In a similar vein of aiding electrophysiological intervention, Sanromán-Junquera et al. used ICD electrograms to localise exit sites during pace mapping for VT ablation.43 Using implanted RV leads as sensors, they employed multiple algorithms including ANNs, SVMs and regression methods to identify left ventricular exit sites. Their SVM model produced the best results, localising the exit site to one eighth of the heart 31.6% of the time (where a random model would produce results of 12.5%). This work serves as a proof of concept for ML based ablation localisation, especially where a 12-lead ECG of the tachycardia may not be available. However, significant improvements are required before such methods are clinically applicable.
In an application of RF models, Shakibfar et al. used only ICD data without clinical variables to predict risk of electrical storm.48 They developed 37 ICD electrogram-based features found during the four consecutive days prior to the onset of electrical storm (defined using device detection). They found that their RF model had an AUC of 0.80 for predicting electrical storm. The most relevant features were percentage of pacing and reduced daytime activity. These results are limited by the use of device-defined ventricular arrhythmias, however, they signify promise for the increasing use of the high dimensional data produced by CIEDs.

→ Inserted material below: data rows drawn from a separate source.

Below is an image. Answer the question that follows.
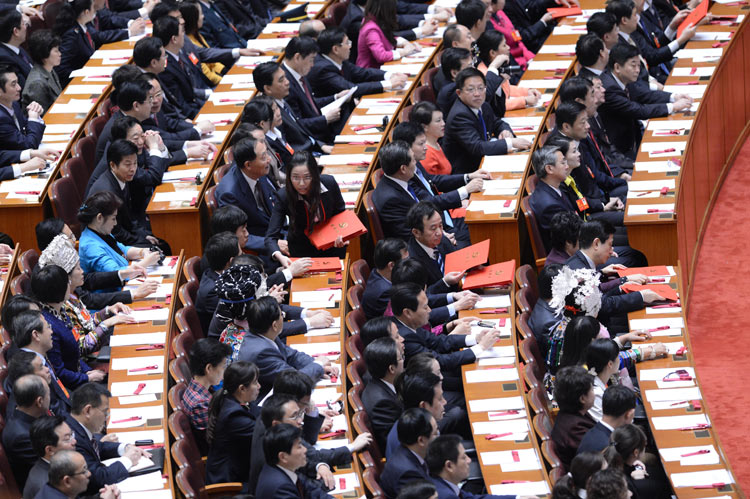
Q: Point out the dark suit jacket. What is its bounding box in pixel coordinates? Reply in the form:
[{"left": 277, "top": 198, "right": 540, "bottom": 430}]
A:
[
  {"left": 206, "top": 396, "right": 260, "bottom": 484},
  {"left": 362, "top": 379, "right": 404, "bottom": 450},
  {"left": 577, "top": 421, "right": 612, "bottom": 454},
  {"left": 266, "top": 175, "right": 346, "bottom": 256},
  {"left": 0, "top": 43, "right": 34, "bottom": 88},
  {"left": 443, "top": 99, "right": 510, "bottom": 173},
  {"left": 599, "top": 71, "right": 670, "bottom": 159},
  {"left": 380, "top": 445, "right": 430, "bottom": 499},
  {"left": 0, "top": 101, "right": 44, "bottom": 150},
  {"left": 65, "top": 415, "right": 128, "bottom": 494},
  {"left": 216, "top": 164, "right": 276, "bottom": 253},
  {"left": 255, "top": 464, "right": 332, "bottom": 499},
  {"left": 238, "top": 334, "right": 324, "bottom": 399},
  {"left": 307, "top": 54, "right": 385, "bottom": 97},
  {"left": 3, "top": 407, "right": 39, "bottom": 490},
  {"left": 550, "top": 411, "right": 596, "bottom": 470}
]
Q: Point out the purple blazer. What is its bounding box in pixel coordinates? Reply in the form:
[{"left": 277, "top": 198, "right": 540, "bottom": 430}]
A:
[{"left": 357, "top": 20, "right": 394, "bottom": 68}]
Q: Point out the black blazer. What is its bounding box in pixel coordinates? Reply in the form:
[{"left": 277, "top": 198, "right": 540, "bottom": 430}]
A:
[
  {"left": 362, "top": 379, "right": 404, "bottom": 449},
  {"left": 65, "top": 415, "right": 128, "bottom": 494},
  {"left": 206, "top": 395, "right": 260, "bottom": 484},
  {"left": 443, "top": 99, "right": 510, "bottom": 173},
  {"left": 266, "top": 175, "right": 346, "bottom": 256},
  {"left": 307, "top": 54, "right": 385, "bottom": 97}
]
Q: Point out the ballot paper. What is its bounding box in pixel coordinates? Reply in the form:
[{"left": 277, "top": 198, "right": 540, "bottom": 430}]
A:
[
  {"left": 468, "top": 397, "right": 526, "bottom": 412},
  {"left": 318, "top": 154, "right": 380, "bottom": 166},
  {"left": 466, "top": 370, "right": 518, "bottom": 383},
  {"left": 479, "top": 448, "right": 542, "bottom": 473},
  {"left": 107, "top": 406, "right": 164, "bottom": 429},
  {"left": 109, "top": 333, "right": 167, "bottom": 347},
  {"left": 651, "top": 414, "right": 710, "bottom": 430},
  {"left": 659, "top": 445, "right": 719, "bottom": 466},
  {"left": 109, "top": 379, "right": 164, "bottom": 398},
  {"left": 490, "top": 480, "right": 550, "bottom": 497},
  {"left": 110, "top": 355, "right": 164, "bottom": 375},
  {"left": 670, "top": 469, "right": 734, "bottom": 488},
  {"left": 474, "top": 294, "right": 510, "bottom": 309},
  {"left": 482, "top": 154, "right": 529, "bottom": 173}
]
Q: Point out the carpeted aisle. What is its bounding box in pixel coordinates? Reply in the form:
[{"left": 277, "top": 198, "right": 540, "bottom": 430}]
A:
[{"left": 688, "top": 134, "right": 750, "bottom": 494}]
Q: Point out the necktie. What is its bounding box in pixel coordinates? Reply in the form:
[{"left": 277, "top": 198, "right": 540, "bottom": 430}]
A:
[{"left": 477, "top": 109, "right": 488, "bottom": 140}]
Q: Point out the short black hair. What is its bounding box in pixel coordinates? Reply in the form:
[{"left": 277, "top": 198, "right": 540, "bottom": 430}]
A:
[
  {"left": 373, "top": 237, "right": 406, "bottom": 270},
  {"left": 391, "top": 282, "right": 424, "bottom": 316},
  {"left": 378, "top": 140, "right": 411, "bottom": 175},
  {"left": 554, "top": 366, "right": 594, "bottom": 413},
  {"left": 424, "top": 434, "right": 461, "bottom": 476},
  {"left": 70, "top": 382, "right": 112, "bottom": 414},
  {"left": 406, "top": 201, "right": 442, "bottom": 232},
  {"left": 263, "top": 423, "right": 302, "bottom": 466},
  {"left": 396, "top": 407, "right": 433, "bottom": 445},
  {"left": 578, "top": 220, "right": 615, "bottom": 249},
  {"left": 188, "top": 338, "right": 232, "bottom": 376},
  {"left": 364, "top": 336, "right": 399, "bottom": 379},
  {"left": 203, "top": 231, "right": 240, "bottom": 272}
]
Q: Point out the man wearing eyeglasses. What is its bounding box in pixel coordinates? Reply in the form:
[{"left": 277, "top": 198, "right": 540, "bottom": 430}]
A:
[
  {"left": 443, "top": 68, "right": 531, "bottom": 173},
  {"left": 34, "top": 450, "right": 120, "bottom": 499}
]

ML in electrophysiology is nascent. However, early work suggests the potential use that ML may have in stratification, diagnosis and therapy for arrhythmia. These methods may also affect the nature of the electrophysiologist’s role into the future with increasing data sources and methods of analysis to add to each patient’s data profile. As data derived from the use of wearable devices increases, consideration needs to be given to how these technologies will be implemented to ensure patient safety and appropriate use. In particular, the risk of over-diagnosis will need to be considered as wearable monitors become more commonplace.